When I retired as pastor, the church board took “irrevocable” action to provide full health coverage for my wife and me as long as we were alive. Recently I received a call from the current pastor stating that the board wants to cancel the health insurance benefits to my wife and me. The pastor stated that they are taking action because “they can change anything from past action.” Can an “irrevocable” commitment be changed?
It is a well-established legal principle that a unilateral promise (i.e., a church board’s irrevocable promise to pay a pastor’s health insurance for life) is revocable. However, it is also well-established that unilateral promises can become irrevocable if they are supported by some form of “consideration.”
Consideration is a legal concept that means something of value. To illustrate, X’s promise to provide a benefit to Y is unenforceable because X receives nothing of value (consideration) for his promise. X’s promise can become enforceable if he receives something of value from Y. Ordinarily this would be money or services. But, the courts also recognize some “exceptions” to the consideration requirement, which include “detrimental reliance.” That is, if X makes a unilateral promise to Y, and receives no consideration for it, that promise can become enforceable if Y relies to his detriment upon X’s promise.

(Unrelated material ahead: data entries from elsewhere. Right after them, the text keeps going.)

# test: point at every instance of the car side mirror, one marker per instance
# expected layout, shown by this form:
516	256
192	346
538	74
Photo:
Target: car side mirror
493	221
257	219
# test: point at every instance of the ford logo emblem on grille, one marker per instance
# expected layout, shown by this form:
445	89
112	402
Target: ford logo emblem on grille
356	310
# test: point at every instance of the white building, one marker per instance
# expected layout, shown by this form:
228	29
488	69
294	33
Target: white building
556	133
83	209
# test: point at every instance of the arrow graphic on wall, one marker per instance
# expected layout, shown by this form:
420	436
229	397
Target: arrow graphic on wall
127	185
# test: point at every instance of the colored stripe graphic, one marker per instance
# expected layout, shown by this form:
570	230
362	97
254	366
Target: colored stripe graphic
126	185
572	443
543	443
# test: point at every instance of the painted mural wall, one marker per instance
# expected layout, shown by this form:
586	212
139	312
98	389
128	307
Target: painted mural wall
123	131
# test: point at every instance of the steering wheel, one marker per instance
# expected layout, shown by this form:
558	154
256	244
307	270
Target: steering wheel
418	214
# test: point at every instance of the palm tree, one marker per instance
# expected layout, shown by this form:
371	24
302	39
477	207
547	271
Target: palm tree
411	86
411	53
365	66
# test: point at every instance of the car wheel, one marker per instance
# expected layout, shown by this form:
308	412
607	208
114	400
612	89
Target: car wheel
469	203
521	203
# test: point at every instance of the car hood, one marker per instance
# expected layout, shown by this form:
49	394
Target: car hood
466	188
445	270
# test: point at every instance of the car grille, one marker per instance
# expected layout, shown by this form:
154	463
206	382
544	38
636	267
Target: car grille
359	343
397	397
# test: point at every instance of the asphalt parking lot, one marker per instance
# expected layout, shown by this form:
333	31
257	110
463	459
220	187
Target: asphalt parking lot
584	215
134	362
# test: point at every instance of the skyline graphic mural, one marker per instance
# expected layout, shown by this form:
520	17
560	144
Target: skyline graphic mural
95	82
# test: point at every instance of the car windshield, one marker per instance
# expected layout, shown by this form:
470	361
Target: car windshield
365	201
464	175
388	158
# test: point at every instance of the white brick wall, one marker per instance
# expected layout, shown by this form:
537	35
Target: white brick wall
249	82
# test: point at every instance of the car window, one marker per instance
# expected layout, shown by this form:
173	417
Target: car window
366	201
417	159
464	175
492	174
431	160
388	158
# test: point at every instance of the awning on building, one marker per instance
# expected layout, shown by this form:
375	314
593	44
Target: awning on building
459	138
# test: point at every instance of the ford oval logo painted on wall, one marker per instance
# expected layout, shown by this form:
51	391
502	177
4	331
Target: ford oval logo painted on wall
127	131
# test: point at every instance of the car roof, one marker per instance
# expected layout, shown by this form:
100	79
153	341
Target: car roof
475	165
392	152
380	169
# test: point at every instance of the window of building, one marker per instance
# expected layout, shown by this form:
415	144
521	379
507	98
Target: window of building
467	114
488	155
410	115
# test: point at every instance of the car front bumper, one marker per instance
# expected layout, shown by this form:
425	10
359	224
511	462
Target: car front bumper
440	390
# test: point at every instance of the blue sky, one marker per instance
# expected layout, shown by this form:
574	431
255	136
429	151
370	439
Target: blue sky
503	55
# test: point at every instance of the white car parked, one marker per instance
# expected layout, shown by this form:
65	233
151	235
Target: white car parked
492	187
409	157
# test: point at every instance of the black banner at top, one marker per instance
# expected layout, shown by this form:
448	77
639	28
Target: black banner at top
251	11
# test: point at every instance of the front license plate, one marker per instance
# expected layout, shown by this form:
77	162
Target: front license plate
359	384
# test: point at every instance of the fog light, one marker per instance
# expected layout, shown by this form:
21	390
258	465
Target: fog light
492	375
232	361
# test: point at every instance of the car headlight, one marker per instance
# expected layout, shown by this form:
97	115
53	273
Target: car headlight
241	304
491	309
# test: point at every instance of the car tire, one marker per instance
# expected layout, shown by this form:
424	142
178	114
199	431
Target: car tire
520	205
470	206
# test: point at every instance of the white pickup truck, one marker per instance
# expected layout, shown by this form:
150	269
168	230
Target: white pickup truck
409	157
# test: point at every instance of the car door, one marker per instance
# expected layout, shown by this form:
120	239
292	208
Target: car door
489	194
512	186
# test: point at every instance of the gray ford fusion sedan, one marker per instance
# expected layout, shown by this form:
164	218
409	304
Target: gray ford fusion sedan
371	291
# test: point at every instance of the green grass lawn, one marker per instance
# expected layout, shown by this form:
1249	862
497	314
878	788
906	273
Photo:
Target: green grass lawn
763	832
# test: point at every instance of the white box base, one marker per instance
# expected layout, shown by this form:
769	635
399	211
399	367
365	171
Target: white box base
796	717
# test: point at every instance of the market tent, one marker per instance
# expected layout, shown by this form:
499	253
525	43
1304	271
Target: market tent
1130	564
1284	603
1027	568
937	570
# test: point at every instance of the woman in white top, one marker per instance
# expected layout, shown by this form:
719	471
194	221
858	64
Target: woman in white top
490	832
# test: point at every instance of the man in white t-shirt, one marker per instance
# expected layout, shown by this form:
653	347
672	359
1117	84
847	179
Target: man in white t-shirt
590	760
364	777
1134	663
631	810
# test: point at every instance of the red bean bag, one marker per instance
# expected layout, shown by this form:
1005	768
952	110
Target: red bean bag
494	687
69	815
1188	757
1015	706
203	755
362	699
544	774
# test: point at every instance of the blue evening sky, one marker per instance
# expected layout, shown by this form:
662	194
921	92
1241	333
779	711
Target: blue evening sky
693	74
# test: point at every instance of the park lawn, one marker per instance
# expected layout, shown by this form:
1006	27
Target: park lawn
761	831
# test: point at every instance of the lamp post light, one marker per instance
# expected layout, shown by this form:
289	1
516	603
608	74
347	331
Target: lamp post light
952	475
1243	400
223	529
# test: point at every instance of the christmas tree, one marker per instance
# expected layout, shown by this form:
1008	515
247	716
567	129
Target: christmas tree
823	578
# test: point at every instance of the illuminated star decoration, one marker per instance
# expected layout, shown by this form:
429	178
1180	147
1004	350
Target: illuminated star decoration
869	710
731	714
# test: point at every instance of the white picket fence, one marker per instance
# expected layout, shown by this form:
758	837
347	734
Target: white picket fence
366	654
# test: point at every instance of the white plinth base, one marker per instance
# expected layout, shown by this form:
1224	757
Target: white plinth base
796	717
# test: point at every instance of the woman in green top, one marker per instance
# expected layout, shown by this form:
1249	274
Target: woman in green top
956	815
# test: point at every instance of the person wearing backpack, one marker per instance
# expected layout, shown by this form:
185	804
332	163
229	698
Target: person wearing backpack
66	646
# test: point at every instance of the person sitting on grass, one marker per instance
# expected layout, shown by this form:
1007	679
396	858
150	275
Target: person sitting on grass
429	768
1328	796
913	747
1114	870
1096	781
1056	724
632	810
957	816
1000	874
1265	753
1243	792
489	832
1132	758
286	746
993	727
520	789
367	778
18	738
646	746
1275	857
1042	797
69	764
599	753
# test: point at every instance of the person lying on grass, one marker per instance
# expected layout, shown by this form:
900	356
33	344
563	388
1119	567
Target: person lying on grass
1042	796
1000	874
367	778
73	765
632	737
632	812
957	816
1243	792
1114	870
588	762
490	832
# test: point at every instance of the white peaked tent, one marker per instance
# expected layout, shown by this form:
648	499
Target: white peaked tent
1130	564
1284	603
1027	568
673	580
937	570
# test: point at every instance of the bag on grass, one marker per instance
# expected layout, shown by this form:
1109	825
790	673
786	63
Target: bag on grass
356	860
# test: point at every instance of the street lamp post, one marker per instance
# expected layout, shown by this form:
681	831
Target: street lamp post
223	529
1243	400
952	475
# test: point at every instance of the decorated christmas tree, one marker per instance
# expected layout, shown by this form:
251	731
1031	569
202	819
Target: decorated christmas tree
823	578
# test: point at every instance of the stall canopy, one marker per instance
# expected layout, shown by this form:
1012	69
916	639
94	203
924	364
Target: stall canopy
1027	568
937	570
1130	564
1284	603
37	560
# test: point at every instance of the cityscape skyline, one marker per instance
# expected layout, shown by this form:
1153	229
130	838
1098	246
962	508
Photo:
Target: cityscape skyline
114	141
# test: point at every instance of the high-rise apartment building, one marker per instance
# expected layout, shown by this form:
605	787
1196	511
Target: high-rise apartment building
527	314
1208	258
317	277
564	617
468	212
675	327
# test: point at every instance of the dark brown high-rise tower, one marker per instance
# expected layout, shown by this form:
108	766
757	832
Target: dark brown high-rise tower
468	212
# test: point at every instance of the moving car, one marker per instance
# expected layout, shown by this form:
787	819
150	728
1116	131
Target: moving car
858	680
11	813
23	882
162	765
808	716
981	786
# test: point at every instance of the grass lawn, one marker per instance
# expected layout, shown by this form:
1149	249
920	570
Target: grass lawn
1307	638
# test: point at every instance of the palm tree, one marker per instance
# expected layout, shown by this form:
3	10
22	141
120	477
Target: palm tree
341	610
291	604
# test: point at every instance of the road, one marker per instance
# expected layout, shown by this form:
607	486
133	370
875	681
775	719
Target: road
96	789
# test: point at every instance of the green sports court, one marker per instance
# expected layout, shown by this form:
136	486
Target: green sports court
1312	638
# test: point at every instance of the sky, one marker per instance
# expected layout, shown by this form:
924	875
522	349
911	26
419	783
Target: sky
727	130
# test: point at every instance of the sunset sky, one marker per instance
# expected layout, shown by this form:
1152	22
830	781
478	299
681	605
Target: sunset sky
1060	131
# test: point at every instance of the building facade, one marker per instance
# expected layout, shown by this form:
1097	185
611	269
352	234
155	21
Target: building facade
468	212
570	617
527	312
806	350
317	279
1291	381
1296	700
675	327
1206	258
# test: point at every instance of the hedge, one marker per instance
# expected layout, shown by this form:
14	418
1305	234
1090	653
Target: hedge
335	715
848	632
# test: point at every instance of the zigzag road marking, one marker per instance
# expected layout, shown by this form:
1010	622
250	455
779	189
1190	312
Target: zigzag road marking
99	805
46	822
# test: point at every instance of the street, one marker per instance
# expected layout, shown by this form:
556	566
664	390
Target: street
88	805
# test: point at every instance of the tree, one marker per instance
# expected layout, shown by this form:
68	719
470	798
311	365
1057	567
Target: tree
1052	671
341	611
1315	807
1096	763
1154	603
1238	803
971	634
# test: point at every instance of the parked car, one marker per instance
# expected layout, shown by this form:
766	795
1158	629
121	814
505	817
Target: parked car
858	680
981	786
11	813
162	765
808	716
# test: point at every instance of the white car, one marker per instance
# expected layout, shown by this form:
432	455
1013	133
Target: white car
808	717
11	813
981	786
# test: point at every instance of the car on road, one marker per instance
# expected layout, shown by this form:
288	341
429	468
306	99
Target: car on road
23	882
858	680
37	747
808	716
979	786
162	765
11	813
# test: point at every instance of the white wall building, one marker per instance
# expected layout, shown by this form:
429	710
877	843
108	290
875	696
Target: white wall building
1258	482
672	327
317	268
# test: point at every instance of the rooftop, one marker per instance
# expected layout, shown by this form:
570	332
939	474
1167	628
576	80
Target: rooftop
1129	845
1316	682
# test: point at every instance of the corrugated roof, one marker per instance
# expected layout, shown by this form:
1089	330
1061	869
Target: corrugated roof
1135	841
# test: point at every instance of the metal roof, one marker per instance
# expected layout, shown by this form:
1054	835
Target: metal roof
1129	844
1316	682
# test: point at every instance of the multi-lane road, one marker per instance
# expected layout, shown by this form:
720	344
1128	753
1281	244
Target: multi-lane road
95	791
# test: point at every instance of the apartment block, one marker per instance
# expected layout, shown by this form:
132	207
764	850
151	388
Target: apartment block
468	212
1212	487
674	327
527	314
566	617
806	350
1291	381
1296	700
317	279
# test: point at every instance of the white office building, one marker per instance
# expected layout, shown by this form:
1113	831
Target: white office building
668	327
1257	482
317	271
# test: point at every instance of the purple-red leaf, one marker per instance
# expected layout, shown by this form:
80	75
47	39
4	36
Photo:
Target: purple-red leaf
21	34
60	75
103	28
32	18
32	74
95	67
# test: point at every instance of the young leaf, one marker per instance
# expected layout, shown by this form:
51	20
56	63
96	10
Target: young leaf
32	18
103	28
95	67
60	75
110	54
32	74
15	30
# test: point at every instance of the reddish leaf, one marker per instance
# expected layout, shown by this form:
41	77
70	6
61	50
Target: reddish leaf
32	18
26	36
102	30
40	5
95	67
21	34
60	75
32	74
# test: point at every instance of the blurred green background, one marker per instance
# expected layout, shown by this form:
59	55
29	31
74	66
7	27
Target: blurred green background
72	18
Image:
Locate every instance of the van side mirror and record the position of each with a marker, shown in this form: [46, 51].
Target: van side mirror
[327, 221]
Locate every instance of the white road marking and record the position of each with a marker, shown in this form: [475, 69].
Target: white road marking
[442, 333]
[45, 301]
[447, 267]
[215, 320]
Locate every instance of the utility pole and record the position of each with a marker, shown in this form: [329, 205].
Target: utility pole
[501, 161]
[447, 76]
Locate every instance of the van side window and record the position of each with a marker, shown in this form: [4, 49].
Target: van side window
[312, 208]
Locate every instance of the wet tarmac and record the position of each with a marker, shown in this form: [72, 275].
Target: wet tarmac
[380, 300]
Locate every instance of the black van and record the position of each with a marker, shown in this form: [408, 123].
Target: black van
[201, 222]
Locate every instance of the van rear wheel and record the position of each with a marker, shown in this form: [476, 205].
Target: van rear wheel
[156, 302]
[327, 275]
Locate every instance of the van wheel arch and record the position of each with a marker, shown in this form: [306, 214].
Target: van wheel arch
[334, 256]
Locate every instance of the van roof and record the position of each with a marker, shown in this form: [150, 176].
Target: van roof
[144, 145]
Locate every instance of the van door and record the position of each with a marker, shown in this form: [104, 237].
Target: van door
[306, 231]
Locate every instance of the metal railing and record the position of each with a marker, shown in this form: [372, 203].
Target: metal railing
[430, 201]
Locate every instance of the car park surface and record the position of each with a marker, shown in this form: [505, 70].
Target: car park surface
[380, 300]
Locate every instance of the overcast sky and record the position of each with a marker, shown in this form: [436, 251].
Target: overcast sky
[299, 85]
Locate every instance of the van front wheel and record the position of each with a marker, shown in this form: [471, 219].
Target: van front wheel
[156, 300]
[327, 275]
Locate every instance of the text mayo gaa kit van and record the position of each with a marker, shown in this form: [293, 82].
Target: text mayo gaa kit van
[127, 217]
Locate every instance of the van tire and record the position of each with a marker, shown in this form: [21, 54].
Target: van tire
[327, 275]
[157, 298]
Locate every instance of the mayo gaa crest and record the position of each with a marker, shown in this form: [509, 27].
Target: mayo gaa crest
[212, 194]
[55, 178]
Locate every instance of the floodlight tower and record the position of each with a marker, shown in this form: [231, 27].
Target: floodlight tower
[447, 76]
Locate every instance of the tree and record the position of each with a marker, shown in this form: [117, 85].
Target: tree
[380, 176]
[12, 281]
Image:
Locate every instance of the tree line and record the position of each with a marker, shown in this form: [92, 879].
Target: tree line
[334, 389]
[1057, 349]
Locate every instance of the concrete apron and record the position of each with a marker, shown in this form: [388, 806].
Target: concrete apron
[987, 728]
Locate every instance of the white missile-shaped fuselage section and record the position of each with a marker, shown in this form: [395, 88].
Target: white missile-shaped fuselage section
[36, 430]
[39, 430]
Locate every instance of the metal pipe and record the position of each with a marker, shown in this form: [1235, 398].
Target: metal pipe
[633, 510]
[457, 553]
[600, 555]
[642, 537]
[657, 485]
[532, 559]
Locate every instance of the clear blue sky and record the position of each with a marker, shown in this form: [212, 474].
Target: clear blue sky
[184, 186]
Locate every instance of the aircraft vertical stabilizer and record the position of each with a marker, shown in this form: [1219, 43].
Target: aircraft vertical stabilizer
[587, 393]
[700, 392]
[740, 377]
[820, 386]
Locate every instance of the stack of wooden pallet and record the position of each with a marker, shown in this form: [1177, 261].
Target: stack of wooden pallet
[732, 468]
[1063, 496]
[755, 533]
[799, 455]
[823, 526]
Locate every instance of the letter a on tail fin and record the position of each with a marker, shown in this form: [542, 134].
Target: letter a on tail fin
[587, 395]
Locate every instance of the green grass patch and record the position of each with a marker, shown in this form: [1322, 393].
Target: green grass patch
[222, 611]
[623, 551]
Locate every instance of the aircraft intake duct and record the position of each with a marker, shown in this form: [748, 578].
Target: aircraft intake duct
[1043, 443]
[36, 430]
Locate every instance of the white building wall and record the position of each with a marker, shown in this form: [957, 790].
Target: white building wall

In your case, it could be argued that your decision to forego salary increases was based on the church board’s irrevocable promise to provide health care coverage. Your detrimental reliance on the board’s promise could make that promise enforceable, even though the board received no consideration from you. Obviously, a definitive legal opinion in such cases depends on a full knowledge of all the surrounding facts and circumstances. Only an attorney apprised of all the facts would be able to provide a legal opinion.